線が途中で消える、別図参照の行き先がない、系統図と平面図で口径が違う場合は、不一致をそのままメモします。現場判断で片方へ寄せず、確認後に訂正内容と採用図を共有します。

ステップ4:現物の表示と承認資料を照合する

図面で管種を読めても、置場から外観だけで選ばないようにします。管や継手の製品表示、呼び径、梱包表示、納品書、承認図を照合し、組み合わせる部材が同じ仕様か確認します。

塩化ビニル管・継手協会の規格一覧では、JIS K 6741の硬質ポリ塩化ビニル管にVP管とVU管が掲載される一方、JIS K 6739は排水用硬質ポリ塩化ビニル管継手で、備考にDV継手と示されています。似たアルファベットでも、管と継手、規格、用途の区分が同じとは限りません。

切断後に表示が見えなくなる場合は、作業区分に応じた識別方法を事前に決めます。ただし、色だけに依存せず、系統名、管種、呼び径、施工区間を組み合わせて確認できる状態にします。

ステップ5:現場名・図面名・記録名をそろえる

照合が終わったら、その区間を一意に呼べる名称を決めます。たとえば「A系統・排水立て管・五階PS」「B住戸・給水枝管・メーター二次側」のように、系統、場所、部位を並べます。

同じ名称を、墨出し確認、材料仕分け、作業指示、検査写真、是正票に使います。図面と写真で別の呼び方をすると、対象を再照合する手間が生じます。短くする必要がある場合は、現場内の略称表を作り、正式な名称との対応を残します。

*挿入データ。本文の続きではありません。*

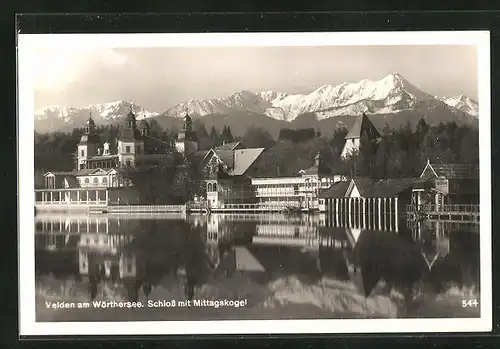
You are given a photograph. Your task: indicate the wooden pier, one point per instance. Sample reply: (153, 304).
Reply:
(448, 213)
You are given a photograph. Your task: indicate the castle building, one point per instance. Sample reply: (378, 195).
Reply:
(187, 142)
(300, 191)
(362, 126)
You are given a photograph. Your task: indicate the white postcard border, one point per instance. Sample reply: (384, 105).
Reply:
(27, 324)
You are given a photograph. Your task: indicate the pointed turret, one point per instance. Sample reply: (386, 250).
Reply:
(362, 126)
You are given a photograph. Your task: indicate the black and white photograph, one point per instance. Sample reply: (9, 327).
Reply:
(254, 183)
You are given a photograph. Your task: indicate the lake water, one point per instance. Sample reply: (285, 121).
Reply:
(250, 267)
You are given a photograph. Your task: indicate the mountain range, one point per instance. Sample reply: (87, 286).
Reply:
(392, 100)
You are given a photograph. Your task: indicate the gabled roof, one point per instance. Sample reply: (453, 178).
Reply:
(58, 173)
(371, 188)
(455, 171)
(230, 146)
(129, 134)
(313, 170)
(362, 125)
(92, 171)
(244, 159)
(72, 182)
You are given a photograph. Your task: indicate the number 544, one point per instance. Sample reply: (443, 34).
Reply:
(469, 303)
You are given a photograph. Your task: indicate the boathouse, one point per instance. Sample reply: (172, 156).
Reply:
(95, 180)
(226, 179)
(368, 203)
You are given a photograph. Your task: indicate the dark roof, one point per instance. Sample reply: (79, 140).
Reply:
(455, 170)
(128, 134)
(229, 146)
(154, 145)
(336, 190)
(142, 124)
(244, 159)
(59, 173)
(380, 188)
(362, 125)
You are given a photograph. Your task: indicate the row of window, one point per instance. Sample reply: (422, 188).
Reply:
(95, 180)
(127, 150)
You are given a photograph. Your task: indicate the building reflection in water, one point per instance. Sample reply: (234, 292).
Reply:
(140, 254)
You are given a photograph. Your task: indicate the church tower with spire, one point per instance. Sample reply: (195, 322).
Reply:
(187, 142)
(89, 142)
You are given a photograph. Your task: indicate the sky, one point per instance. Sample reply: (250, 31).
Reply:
(158, 78)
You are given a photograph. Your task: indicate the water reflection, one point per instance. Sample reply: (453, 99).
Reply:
(134, 256)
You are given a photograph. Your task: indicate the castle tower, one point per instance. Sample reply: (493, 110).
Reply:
(130, 141)
(363, 125)
(88, 145)
(187, 142)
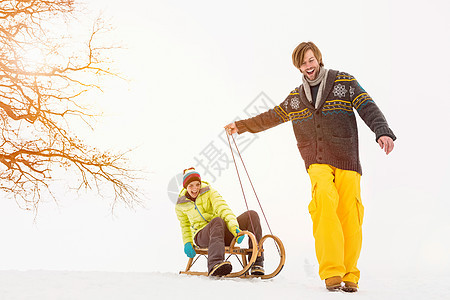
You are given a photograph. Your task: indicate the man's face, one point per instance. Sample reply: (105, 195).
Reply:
(310, 66)
(194, 188)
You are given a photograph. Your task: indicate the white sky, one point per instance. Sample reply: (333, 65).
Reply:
(194, 66)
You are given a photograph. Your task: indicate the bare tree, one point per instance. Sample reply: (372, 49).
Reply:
(39, 101)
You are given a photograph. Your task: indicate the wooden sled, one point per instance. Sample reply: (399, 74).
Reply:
(242, 254)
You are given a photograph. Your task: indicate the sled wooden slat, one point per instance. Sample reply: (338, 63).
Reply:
(246, 256)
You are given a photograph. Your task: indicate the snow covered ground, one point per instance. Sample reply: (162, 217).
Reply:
(62, 285)
(245, 49)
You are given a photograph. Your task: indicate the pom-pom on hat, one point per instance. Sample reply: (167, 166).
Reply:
(190, 175)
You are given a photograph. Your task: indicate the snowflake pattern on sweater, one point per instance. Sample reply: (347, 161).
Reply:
(339, 90)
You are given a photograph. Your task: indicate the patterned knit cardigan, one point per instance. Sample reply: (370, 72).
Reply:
(328, 134)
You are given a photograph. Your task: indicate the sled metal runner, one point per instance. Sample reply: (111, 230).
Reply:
(246, 257)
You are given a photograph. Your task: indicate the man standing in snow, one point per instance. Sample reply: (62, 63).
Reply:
(322, 115)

国土交通省の令和7年版標準仕様書は、工事関係図書に施工図、工事写真、施工・試験等の報告及び記録に関する図書を含めています。公共建築工事の定義ではありますが、図面と記録で対象名称をつなぐ考え方は、後から施工箇所を追ううえで参考になります。

迷ったときの照会文は「不明です」で終わらせない

確認依頼には、判断に必要な材料をそろえます。

  • 対象の図面名、図番、改訂記号
  • 階、通り芯、住戸、PSなどの位置
  • 図面に書かれた略号と、自分が読んだ意味
  • 系統図・平面図・詳細図の不一致箇所
  • 現物の品名、表示、承認資料との相違
  • 作業を進めると影響する区間

「Dは何ですか」ではなく、「この図番のDは凡例では排水ですが、系統図では別の立て管へつながって見えるため、採用する接続先を確認したい」と書けば、回答者も論点を判断しやすくなります。

作業前の一分照合

  1. 今見ている図面は最新版か
  2. 略号はこの図面の凡例で確認したか
  3. 系統、管径、管種、部位を分けて読んだか
  4. 始点・終点・分岐先を追ったか
  5. 現物表示と承認資料が一致するか
  6. 写真・検査記録で使う名称を決めたか

一つでも不明なら、対象区間を切り分けて確認します。略号を知っていることより、知らない状態を見つけて止められることのほうが、現場実務では重要です。

まとめ

配管名称の現場照合は、最新版の固定、表示の分解、接続先の追跡、現物確認、記録名の統一という順で進めます。見慣れた略号でも、過去の現場の意味をそのまま当てはめません。

図面の文字と現物の表示を一致させるだけでなく、どこからどこへつながる管かまで説明できれば、材料仕分け、施工指示、検査記録を同じ対象へ結び付けられます。